# Names



## Zooman_bw (Jul 15, 2009)

Im trying to think of some good names, what are some of your names for your Gus?


----------



## jmiles50 (Jul 15, 2009)

Hey bro, I'm in Mesa to. What kind of name you like?


----------



## Zooman_bw (Jul 16, 2009)

See thats the thing, I just wanna here some Ideas so that mabey I can get my own Ideas.

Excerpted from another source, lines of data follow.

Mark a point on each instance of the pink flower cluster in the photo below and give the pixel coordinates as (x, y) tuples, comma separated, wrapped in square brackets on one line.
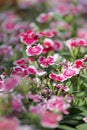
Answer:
[(51, 112), (69, 71), (8, 84)]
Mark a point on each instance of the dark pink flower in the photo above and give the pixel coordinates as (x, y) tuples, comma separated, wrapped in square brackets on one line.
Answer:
[(45, 62), (35, 50), (16, 104), (34, 97), (20, 61), (57, 45), (1, 86), (85, 119), (48, 45), (49, 119), (9, 26), (60, 77), (9, 124), (44, 17), (53, 76)]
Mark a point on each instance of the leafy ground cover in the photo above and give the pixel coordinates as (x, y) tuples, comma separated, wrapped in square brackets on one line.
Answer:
[(43, 65)]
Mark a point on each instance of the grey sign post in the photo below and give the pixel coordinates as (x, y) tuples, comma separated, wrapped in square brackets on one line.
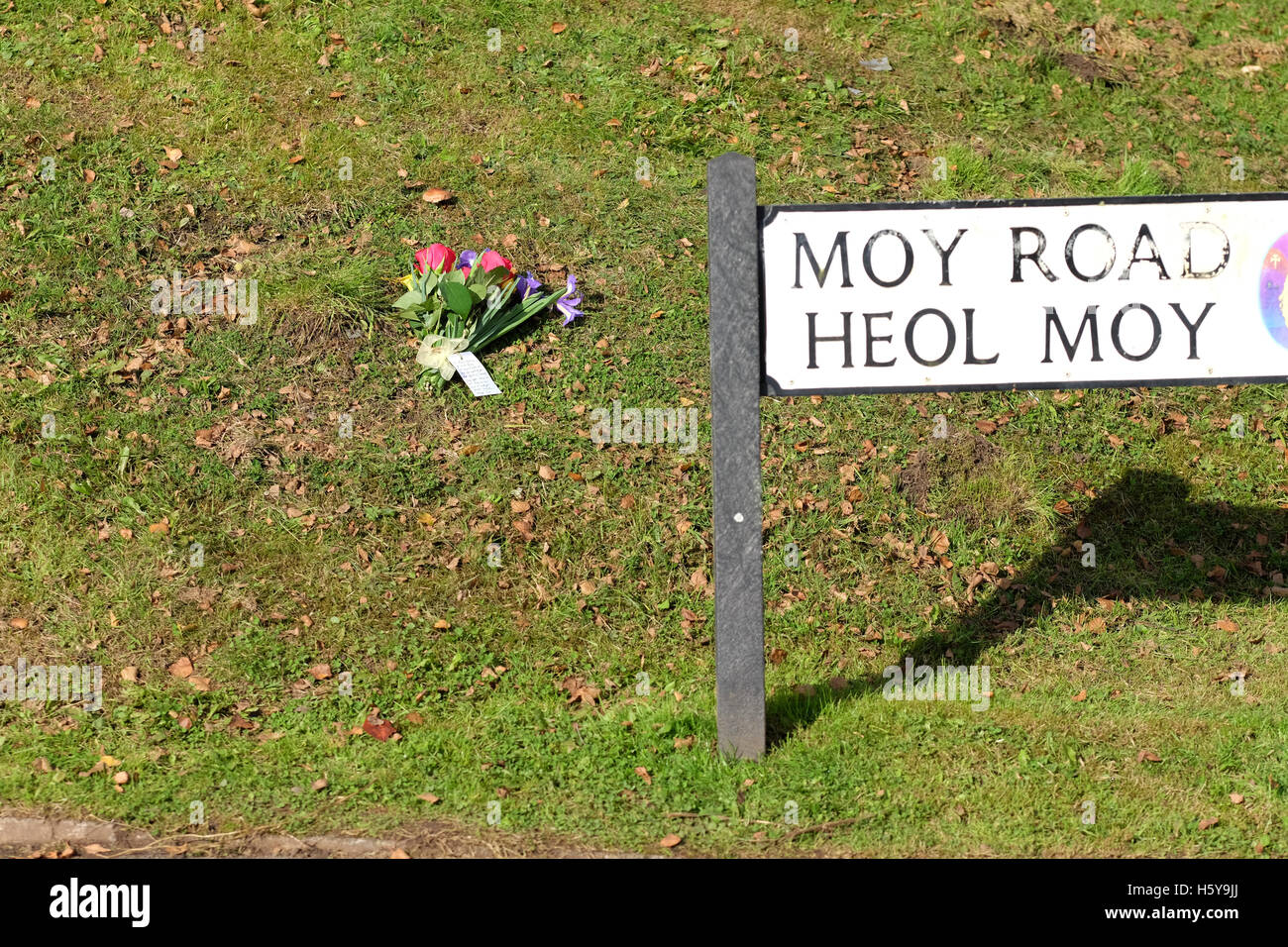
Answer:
[(733, 270)]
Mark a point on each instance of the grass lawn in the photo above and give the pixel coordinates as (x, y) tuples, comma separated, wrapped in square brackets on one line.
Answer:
[(528, 611)]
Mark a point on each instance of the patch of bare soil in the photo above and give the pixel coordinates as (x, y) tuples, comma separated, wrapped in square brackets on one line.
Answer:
[(954, 460)]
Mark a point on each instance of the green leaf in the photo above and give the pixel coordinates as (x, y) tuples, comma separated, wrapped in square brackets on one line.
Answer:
[(410, 299)]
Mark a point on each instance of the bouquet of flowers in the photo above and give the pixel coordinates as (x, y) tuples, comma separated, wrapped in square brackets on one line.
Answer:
[(462, 304)]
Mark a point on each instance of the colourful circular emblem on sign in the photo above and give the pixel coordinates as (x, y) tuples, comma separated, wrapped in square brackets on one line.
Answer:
[(1274, 291)]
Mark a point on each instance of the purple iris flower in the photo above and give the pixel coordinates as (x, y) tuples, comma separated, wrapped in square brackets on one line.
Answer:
[(570, 303), (527, 285)]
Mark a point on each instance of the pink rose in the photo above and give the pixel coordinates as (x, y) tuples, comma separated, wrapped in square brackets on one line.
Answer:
[(434, 257)]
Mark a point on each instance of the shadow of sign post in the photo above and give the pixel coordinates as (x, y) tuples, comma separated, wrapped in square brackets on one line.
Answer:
[(974, 295)]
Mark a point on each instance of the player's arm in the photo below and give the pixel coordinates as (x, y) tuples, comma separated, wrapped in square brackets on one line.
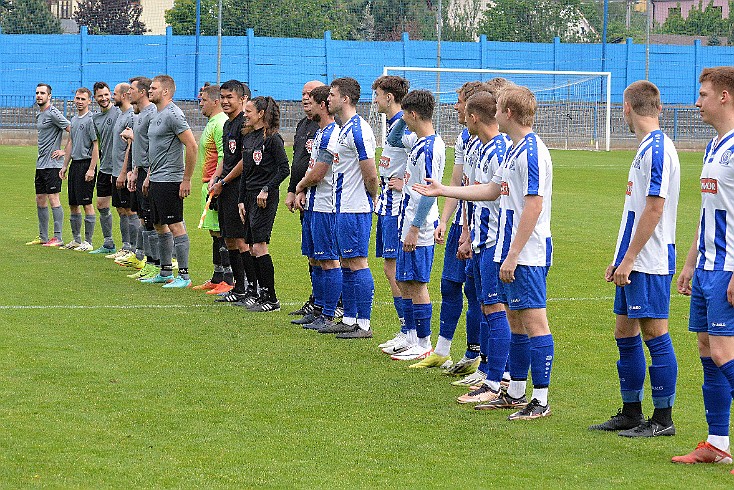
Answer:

Your in mesa? I work at an animal hospital on dobson and guadalupe.


----------



## Jefroka (Jul 16, 2009)

What about dobson or guadalupe?


...Jefroka


----------



## simon021 (Jul 16, 2009)

Those are actually pretty cool names haha


----------



## MIKE-ZILLA (Jul 16, 2009)

I named mine Captain Spaulding (after the phyco clown in the rob zombie movies )


----------



## jmiles50 (Jul 16, 2009)

What animal hospital? I worked at Dobson Ranch for 6 years!!!


----------



## wyattroa (Jul 16, 2009)

i named my girl Fluffy..lol
robert


----------



## Ratchet (Jul 16, 2009)

well i came up with 2 names depending on gender...if it's a male i'll name him Brawlic if its afemale Akira


----------



## Zooman_bw (Jul 16, 2009)

yeah thats where I am, Ive been here for 2 years


----------



## jmiles50 (Jul 16, 2009)

No kidding? It's a small world! Tell Kim and Marcie Jon say's hi


----------



## Red Earth Exotics (Jul 16, 2009)

MIKE-ZILLA said:


> I named mine Captain Spaulding (after the phyco clown in the rob zombie movies )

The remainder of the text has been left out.